It is four years today since MapTube was launched at the Barbican and to mark this event, I’ve made some changes to how the home page displays. This is a bit of an experiment, but I’ve tried to make the home page display topical data by using RSS feeds from the BBC News page, the Guardian and our own CASA blog aggregator. The basic method is to construct a list of keywords and frequencies from the RSS feeds, removing any words on a “stop words” list like “a”, “and”, “or” etc. Then a network graph of MapTube’s maps is constructed where each vertex is a map which is linked by edges made from where maps share keywords. So, for example, all the “London” maps form a fully connected group. This is similar to my previous post on using “Force Directed Graphs for Visualisation of Search Results”: http://talisman.blogweb.casa.ucl.ac.uk/2012/01/23/force-directed-graphs-for-visualisation-of-search-results/
Network Graph of MapTube London Maps
Once the connections between the maps has been calculated, each vertex is visited in turn and assigned a topicality value based on the RSS word frequency of all the map’s matching keywords. This weight is then propagated through the network via any connected edges up to a distance of 2 links from the parent vertex, with the weight reduced by a factor of 1/(r^2), where “r” is the number of vertices traversed. I did experiment with how many links from the parent vertex to travel, but found that 1 or 2 links from the parent gave the best results. Any further than this and it just ends up giving weight to the maps with the highest number of connections.

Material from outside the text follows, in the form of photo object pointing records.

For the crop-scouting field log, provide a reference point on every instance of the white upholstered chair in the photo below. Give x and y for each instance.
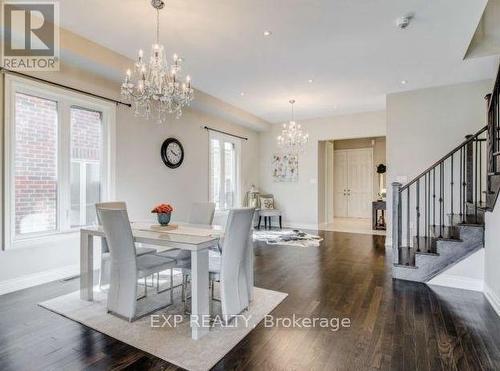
(126, 267)
(104, 270)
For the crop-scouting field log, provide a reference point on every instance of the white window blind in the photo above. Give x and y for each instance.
(224, 162)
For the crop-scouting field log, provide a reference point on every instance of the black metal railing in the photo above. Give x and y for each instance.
(494, 128)
(449, 192)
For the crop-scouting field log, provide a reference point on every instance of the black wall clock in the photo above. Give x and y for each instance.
(172, 153)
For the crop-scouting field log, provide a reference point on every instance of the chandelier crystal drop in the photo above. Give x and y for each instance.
(292, 138)
(155, 87)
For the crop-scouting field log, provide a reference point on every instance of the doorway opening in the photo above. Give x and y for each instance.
(352, 185)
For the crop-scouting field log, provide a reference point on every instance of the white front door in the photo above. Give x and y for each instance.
(353, 183)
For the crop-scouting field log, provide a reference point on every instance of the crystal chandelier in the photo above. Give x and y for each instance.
(155, 87)
(292, 138)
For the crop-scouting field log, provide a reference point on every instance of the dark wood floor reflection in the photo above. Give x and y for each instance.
(395, 325)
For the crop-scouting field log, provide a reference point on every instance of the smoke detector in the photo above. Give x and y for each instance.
(404, 21)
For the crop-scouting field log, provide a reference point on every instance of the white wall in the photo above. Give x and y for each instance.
(144, 181)
(492, 258)
(141, 178)
(423, 125)
(467, 274)
(299, 201)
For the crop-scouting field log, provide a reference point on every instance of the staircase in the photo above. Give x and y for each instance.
(438, 217)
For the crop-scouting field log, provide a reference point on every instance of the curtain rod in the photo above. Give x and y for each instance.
(224, 132)
(4, 70)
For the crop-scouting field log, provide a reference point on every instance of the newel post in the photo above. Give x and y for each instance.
(396, 221)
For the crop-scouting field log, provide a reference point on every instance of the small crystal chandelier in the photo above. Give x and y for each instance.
(292, 138)
(156, 86)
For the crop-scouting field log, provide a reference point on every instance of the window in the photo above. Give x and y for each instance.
(57, 153)
(224, 171)
(85, 174)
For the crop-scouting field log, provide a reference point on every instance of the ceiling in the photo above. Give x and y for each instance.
(352, 50)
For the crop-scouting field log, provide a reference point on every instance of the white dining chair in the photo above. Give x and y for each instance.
(126, 267)
(104, 270)
(230, 267)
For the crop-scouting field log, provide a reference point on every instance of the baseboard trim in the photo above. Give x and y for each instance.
(458, 282)
(493, 299)
(35, 279)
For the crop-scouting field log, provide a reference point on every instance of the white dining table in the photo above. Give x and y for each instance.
(195, 238)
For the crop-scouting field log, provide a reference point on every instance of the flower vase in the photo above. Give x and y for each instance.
(164, 218)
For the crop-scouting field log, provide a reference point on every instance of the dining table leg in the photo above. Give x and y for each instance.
(200, 314)
(86, 266)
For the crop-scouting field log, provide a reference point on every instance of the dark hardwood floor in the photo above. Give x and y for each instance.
(395, 325)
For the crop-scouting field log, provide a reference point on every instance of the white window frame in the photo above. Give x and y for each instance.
(237, 146)
(65, 100)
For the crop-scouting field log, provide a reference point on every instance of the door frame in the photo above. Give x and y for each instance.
(371, 172)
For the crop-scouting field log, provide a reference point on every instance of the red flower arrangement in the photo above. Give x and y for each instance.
(163, 209)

As I stated at the beginning, this is still very much an experiment and I’ve deliberately built the system with enough degrees of freedom to allow for some tinkering with the algorithm. I can control which feeds we mine for the topical keywords, the stop words list can be edited (I had to put “us” back in as we have a lot of United States maps) and I also have the ability to add my own keyword weights. At the moment I’ve artificially inflated the real-time tube locations map to get it onto the front page along with our most popular map of the London Underground tube station locations, which is now three years old. The first run of the system on the live server produced high values for a lot of the air quality maps, which was an interesting result.
The biggest criticism I had of MapTube was that the home page always displayed the most popular maps, sorted by the number of hits. This meant that the most popular maps stayed on the front page by virtue of people always clicking on the top ones. We did try showing the most recently added maps for a while, but that didn’t work as lots of test maps get uploaded with no data on them. Hopefully, as this new topical maps system evolves, we should see MapTube as a much more dynamic source of geographical information.
One final point, but by knowing what data we have on MapTube that’s topical, we also know what’s topical that we don’t have and should perhaps try to track down and upload. This approach would form a closed loop geographic information system.